Pol Pot - Cambodia's Brother Number One

by Read Listen Learn


Pol Pot was the head of the Communist Party, called Khmer Rouge, in Cambodia and, from 1976 to 1979, the leader of his country. In those three years, he killed about three million people - nearly half of the population - even young children. (Cambodia only had a population of eight million at that time.) When the Vietnamese army attacked Cambodia in early 1979, he escaped to the jungle near Thailand. However, he did not die until 1998.

Pol Pot’s real name was Saloth Sar and he was born in a village in 1925. His father was quite a rich rice farmer. Saloth Sar was not a very hard-working student at school or when he studied radio electronics in Paris for three years. At that time, Cambodia was a French colony and there was money for some Cambodians to study in France. However, he failed his exams every year in France and returned to Cambodia in 1953 with no diploma, when he was already twenty-eight.

The year after Saloth Sar got back to his country, Cambodia became independent. King Silhanouk used soldiers to stop extremist political groups but Khmer Rouge did not die. In 1963, Saloth Sar became its head and it slowly grew. Most people who liked it were students and middle class farmers, but Saloth Sar was not interested in them. He wanted poor farmers. The group became more popular and, in 1976, Saloth Sar became the leader of the country.

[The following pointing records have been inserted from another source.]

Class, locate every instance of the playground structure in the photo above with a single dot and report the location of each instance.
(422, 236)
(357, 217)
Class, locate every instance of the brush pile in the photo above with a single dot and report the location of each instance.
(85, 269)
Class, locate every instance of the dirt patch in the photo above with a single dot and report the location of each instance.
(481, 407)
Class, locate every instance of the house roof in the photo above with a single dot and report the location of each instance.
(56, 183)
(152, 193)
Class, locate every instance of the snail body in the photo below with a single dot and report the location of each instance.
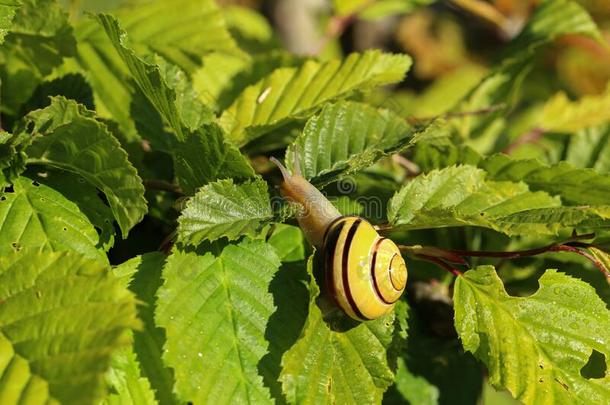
(365, 273)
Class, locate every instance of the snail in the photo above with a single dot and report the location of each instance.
(364, 272)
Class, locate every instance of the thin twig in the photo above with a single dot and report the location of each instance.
(458, 114)
(440, 263)
(520, 253)
(566, 248)
(337, 24)
(487, 12)
(162, 185)
(529, 137)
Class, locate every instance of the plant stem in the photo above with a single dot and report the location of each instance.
(585, 254)
(458, 114)
(163, 185)
(440, 263)
(529, 137)
(443, 257)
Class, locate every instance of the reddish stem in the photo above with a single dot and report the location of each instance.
(440, 263)
(566, 248)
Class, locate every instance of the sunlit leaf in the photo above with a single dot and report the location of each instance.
(34, 216)
(224, 209)
(214, 309)
(73, 140)
(535, 346)
(346, 137)
(62, 317)
(291, 93)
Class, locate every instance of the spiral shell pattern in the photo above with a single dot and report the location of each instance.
(365, 273)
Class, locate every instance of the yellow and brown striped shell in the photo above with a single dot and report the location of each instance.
(365, 273)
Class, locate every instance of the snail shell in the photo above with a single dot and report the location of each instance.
(365, 273)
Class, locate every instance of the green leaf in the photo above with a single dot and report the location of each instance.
(152, 80)
(12, 156)
(175, 100)
(288, 242)
(7, 13)
(224, 209)
(86, 197)
(377, 9)
(220, 305)
(575, 186)
(222, 160)
(39, 39)
(250, 29)
(73, 86)
(432, 368)
(590, 148)
(63, 316)
(19, 384)
(180, 31)
(295, 93)
(35, 216)
(461, 196)
(144, 276)
(346, 137)
(535, 346)
(562, 115)
(224, 76)
(551, 19)
(125, 381)
(74, 141)
(345, 364)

Saloth Sar changed his name to Pol Pot and called himself ‘Brother Number One’. He wanted people to live a natural life and made everyone in the cities move to the countryside. He did not tell them that they were not going to come back. Instead, he said that the Americans were going to bomb the cities and so it was dangerous to stay. Everyone left. The capital, Phnom Penh, was empty in three days. The problem was that these people had no work to do in the villages and so he only gave them two bowls of rice soup to eat every day. Many died.

Pol Pot also killed educated people, like engineers, doctors, dentists, middle class farmers, business managers and university teachers. His soldiers put them in the ground while they were alive because Pol Pot told them not to use expensive bullets. If someone needed the dentist, they went to a man or woman with only six weeks training because all the good dentists were dead. Sometimes the new ‘dentist’ could not read or write. Pol Pot had other strange ideas: he killed people wearing glasses, for example.

Quickly problems started. There was no food because there were no managers to organise transport. People became very hungry and, later, very sick. But there were no doctors. And Pol Pot continued to kill: people who believed in religion; people who were not Khmer but from other Cambodian tribes; people who had family in Thailand or Vietnam; people who read books or newspapers; and many, many more. He taught children to kill by putting plastic bags on people’s heads until they died.

Pol Pot had many serious problems at home in these years but he decided to attack Vietnam. Nobody understood why. Vietnam’s war, first with France in 1955 and then with America, finished in 1975. The Vietnamese Army had a lot of weapons and very experienced soldiers. Cambodia did not. But Pol Pot attacked. At first, Vietnam thought he was not serious and did nothing, but, finally, in 1979, they attacked Cambodia.

Pol Pot ran away to the border with Thailand and lived in the jungle there for the rest of his life. In 1997, the Khmer Rouge said they would send him to answer questions in the capital about killing so many people. A few nights before he was going to Phnom Penh, he died. Maybe it was a heart attack or, maybe, he was killed. The Cambodian government asked to look at his body, but the Khmer Rouge burnt him instead. We don’t know why.

That was how Pol Pot lived and died. If you go to Cambodia, you can visit a museum with thousands of photos of people he killed – many were little boys and girls. Their skulls still make a mountain outside the capital.

Pol Pot said: “I want you to know that everything I did, I did for my country.”